Ein Lehrstück kultureller Toleranz

„Die Deutschen lieben nun einmal ihre Ordnung und Sauberkeit“ war ein häufig gefallener Satz aus Politikermund in den Tagen nach Rostock. So sprach zum Beispiel der Bürgermeister aus Cottbus in den „Tagesthemen“ vom 31.8.92 mit Blick auf die ihn umringenden AsylbewerberInnen aus Rumänien und anderswo, um sie zur Unterwerfung unter diese nahezu sakrale Norm anzuhalten, und die Sozialminister von Nordrhein-Westfalen und Schleswig Holstein drohten in der Welt vom 2.9.92 gar mit Abschiebung für „anpassungsunfähige Gruppen“. Was wir anderen Kulturen vorenthalten, sollte doch wenigstens den Deutschen gewährt sein: die Akzeptanz ihrer primären kulturellen Vorstellungen: Sauberkeit, Ordnung und Hygiene.

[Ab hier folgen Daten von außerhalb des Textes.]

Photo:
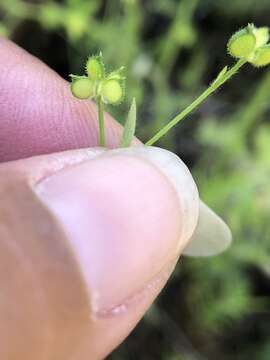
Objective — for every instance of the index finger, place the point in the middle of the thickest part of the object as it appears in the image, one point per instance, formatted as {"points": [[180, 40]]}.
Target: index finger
{"points": [[38, 114]]}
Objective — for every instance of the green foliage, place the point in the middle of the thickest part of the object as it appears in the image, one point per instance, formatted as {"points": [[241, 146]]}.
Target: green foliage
{"points": [[171, 51]]}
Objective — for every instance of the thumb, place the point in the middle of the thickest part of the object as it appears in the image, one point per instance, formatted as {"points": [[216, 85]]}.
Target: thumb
{"points": [[88, 240]]}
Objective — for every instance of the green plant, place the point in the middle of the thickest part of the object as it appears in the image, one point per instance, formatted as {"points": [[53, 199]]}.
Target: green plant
{"points": [[248, 45]]}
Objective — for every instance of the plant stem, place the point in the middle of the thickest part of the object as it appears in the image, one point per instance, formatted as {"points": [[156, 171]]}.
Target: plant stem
{"points": [[213, 87], [101, 122]]}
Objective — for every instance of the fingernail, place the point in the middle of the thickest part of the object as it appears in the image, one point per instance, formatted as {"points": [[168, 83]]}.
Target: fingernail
{"points": [[126, 214]]}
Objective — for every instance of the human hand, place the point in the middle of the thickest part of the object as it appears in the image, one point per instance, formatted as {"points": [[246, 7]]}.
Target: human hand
{"points": [[88, 237]]}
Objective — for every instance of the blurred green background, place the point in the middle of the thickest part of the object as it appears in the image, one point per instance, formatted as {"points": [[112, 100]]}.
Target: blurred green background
{"points": [[215, 308]]}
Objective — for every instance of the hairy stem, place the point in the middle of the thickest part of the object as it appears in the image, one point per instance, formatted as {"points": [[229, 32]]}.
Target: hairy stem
{"points": [[213, 87], [102, 141]]}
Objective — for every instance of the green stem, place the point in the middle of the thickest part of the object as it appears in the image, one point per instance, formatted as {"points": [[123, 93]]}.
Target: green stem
{"points": [[213, 87], [101, 122]]}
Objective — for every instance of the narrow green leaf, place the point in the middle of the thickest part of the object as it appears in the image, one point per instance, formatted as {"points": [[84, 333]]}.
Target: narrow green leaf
{"points": [[130, 126]]}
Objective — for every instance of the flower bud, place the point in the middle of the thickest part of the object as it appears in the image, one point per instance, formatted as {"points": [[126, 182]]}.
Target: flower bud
{"points": [[262, 36], [111, 91], [242, 43], [95, 68], [262, 56], [82, 88]]}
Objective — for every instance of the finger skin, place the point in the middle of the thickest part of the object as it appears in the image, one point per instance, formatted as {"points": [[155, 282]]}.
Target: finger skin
{"points": [[45, 308], [38, 113]]}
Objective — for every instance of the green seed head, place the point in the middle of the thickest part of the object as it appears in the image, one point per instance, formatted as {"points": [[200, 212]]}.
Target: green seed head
{"points": [[82, 88], [261, 56], [262, 36], [112, 92], [242, 43], [95, 68]]}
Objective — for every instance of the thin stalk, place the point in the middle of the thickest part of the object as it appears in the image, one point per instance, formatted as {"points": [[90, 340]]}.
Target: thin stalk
{"points": [[213, 87], [100, 104]]}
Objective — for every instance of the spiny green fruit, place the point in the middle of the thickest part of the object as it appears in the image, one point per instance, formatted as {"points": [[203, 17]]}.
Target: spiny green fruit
{"points": [[261, 56], [242, 43], [111, 91], [82, 88], [95, 67], [262, 36]]}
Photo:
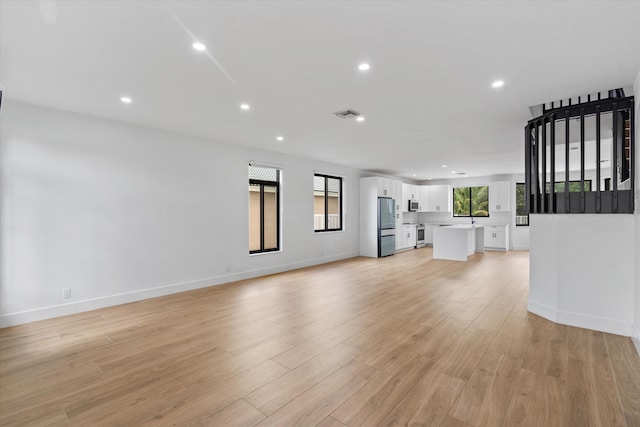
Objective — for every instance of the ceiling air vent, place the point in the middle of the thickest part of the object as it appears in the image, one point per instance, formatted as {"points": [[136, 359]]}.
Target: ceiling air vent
{"points": [[347, 114]]}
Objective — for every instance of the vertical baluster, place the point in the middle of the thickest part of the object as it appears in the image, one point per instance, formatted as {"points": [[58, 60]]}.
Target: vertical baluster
{"points": [[536, 172], [543, 154], [552, 161], [582, 160], [632, 159], [614, 160], [598, 195], [566, 165], [527, 168]]}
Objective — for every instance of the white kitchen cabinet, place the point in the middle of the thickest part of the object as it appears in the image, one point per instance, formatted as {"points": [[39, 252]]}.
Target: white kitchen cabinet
{"points": [[409, 192], [428, 233], [499, 196], [408, 237], [423, 197], [438, 198], [496, 237], [384, 187]]}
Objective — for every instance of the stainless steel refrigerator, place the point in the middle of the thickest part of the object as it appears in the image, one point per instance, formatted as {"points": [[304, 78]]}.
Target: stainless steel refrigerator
{"points": [[386, 226]]}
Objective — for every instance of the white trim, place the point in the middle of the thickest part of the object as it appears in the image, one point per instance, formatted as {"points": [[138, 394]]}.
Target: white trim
{"points": [[596, 323], [18, 318], [635, 338]]}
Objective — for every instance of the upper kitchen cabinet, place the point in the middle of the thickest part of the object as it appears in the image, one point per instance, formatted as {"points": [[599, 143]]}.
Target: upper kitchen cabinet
{"points": [[409, 192], [499, 196], [438, 198], [423, 198]]}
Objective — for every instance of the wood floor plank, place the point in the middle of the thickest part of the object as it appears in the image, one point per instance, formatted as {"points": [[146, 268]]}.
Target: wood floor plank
{"points": [[306, 351], [485, 398], [317, 403], [592, 397], [428, 402], [537, 400], [238, 414], [373, 402], [278, 393], [626, 367], [461, 359], [330, 422]]}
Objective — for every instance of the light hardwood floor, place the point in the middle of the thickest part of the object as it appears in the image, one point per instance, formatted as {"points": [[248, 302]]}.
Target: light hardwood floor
{"points": [[404, 340]]}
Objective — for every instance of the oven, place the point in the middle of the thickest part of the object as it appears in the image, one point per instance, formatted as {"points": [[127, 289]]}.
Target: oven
{"points": [[420, 236]]}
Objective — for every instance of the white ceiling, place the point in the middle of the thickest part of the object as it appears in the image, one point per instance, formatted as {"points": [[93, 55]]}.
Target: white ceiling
{"points": [[427, 98]]}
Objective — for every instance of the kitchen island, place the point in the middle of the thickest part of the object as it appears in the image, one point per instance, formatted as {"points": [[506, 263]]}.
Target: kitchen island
{"points": [[457, 242]]}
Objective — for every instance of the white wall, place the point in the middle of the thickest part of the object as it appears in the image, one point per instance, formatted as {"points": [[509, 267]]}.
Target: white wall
{"points": [[636, 330], [119, 213], [582, 270]]}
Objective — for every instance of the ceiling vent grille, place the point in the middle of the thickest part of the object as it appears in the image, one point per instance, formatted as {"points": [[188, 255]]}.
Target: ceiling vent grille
{"points": [[347, 114]]}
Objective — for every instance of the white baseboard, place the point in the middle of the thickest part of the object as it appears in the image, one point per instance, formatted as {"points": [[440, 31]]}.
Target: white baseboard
{"points": [[42, 313], [580, 320], [635, 338]]}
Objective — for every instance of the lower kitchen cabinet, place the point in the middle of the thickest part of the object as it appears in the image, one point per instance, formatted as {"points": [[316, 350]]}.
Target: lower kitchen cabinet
{"points": [[496, 237]]}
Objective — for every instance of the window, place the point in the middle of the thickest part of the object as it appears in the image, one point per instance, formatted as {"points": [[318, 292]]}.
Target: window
{"points": [[471, 201], [327, 203], [522, 216], [264, 209]]}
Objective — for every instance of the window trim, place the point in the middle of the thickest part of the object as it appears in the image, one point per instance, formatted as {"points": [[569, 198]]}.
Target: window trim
{"points": [[453, 201], [262, 184], [326, 203]]}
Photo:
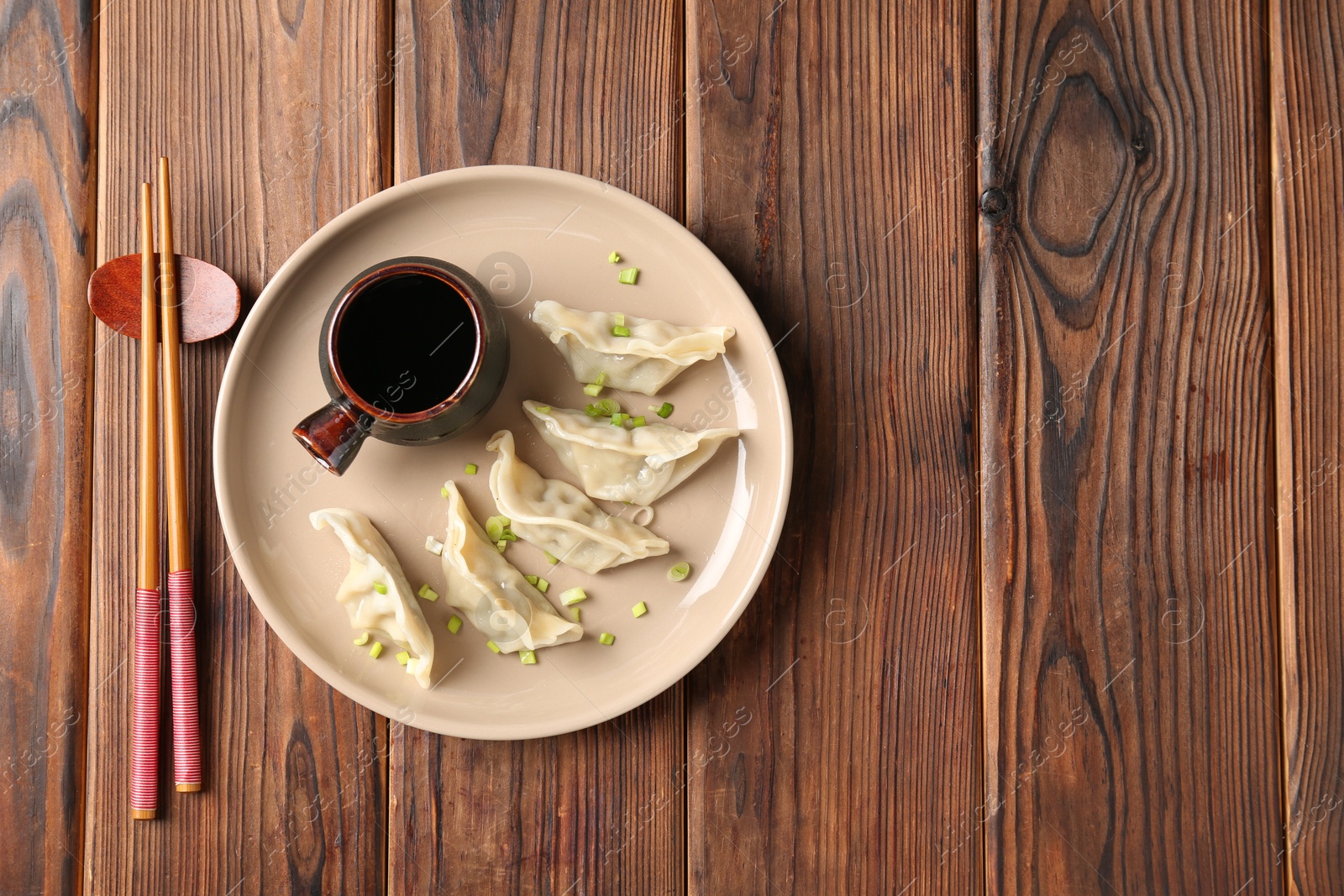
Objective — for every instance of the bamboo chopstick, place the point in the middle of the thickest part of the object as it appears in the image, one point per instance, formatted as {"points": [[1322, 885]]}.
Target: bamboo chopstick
{"points": [[181, 609], [144, 714]]}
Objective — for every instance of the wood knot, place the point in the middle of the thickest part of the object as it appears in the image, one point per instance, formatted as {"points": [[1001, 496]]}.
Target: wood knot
{"points": [[994, 204]]}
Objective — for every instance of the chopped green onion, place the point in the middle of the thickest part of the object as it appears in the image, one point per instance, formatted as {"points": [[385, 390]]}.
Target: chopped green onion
{"points": [[495, 527]]}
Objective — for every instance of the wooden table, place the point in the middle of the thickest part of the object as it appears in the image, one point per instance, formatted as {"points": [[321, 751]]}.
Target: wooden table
{"points": [[1057, 293]]}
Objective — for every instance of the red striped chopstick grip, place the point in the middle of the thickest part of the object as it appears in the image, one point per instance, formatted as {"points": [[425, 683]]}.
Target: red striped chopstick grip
{"points": [[186, 711], [144, 711]]}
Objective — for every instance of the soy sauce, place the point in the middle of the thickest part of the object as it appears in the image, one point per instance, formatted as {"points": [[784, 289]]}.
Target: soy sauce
{"points": [[407, 343]]}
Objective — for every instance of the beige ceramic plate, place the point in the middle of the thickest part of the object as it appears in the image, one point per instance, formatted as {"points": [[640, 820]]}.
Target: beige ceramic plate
{"points": [[528, 234]]}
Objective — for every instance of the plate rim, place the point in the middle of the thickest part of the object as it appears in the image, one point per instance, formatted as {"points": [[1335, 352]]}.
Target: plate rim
{"points": [[272, 293]]}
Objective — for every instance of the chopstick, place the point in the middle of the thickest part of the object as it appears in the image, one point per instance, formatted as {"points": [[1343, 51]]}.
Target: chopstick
{"points": [[181, 610], [144, 714]]}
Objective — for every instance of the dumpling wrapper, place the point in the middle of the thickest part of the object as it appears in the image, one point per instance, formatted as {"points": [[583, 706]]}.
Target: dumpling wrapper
{"points": [[491, 593], [616, 464], [648, 359], [557, 517], [396, 613]]}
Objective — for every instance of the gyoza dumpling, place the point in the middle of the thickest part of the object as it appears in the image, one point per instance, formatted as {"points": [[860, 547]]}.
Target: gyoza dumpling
{"points": [[557, 517], [644, 362], [491, 593], [615, 464], [394, 610]]}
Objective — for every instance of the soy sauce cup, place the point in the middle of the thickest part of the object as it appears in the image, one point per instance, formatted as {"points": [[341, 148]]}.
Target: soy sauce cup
{"points": [[413, 352]]}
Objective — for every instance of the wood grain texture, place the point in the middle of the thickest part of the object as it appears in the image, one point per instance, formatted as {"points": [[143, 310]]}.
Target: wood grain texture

Die nämlich haben Sinti und Roma in Rostock mißachtet, weshalb es „verständlich“ ist, wenn dann der deutsche Bürger zu Pflastersteinen und Molotowcocktails Zuflucht sucht.

[...] Diese Erinnerung an eine Norm der kulturellen Gemeinschaft, der auch ich zugehörig bin, im Ohr, verlasse ich tags darauf mein Haus, um gleich in der Einfahrt in die erste, ach, so appetitliche Hundescheiße zu treten. Auf dem Weg zur U-Bahn, von der U-Bahn ins Büro, vom Büro zum Supermarkt, überall der gleiche Eiertanz um kleinere und größere Anhäufungen von Hundescheiße. Der Abendspaziergang im Park hat längst mein Sportprogramm im Fitneßstudio ersetzt, seit auch hier kaum noch ein Fleck zu finden ist, der „der Deutschen liebsten Norm“ entspricht. Nun ja, „der Deutsche“ liebt nun einmal auch Hunde, vor allem Schäferhunde, und die brauchen Auslauf und Bewegung. Seh' ich ja alles ein, setze mir meinen Nasenkneifer auf, ziehe Gummistiefel für den Gang durch die Hasenheide über und übe mich in kultureller Toleranz. Doch dann komme ich nach Hause — und mein Haus gehört zu den ordentlichen Häusern in Berlin, die um 20 Uhr abgeschlossen sind und in denen Haustierhaltung verboten ist! — und: wate durch eine Pfütze. Nanu, denke ich, hat heute doch gar nicht geregnet und im Treppenhaus schon gar nicht! Mein bereits abgesetzter Nasenkneifer führt mich auf die richtige Fährte: mit saurem Regen hat das nichts zu tun. Aber: Männer sollen ja in ihrem Pinkelverhalten nicht allzuweit entfernt vom „Revierpinkeln“ der Hunde sein...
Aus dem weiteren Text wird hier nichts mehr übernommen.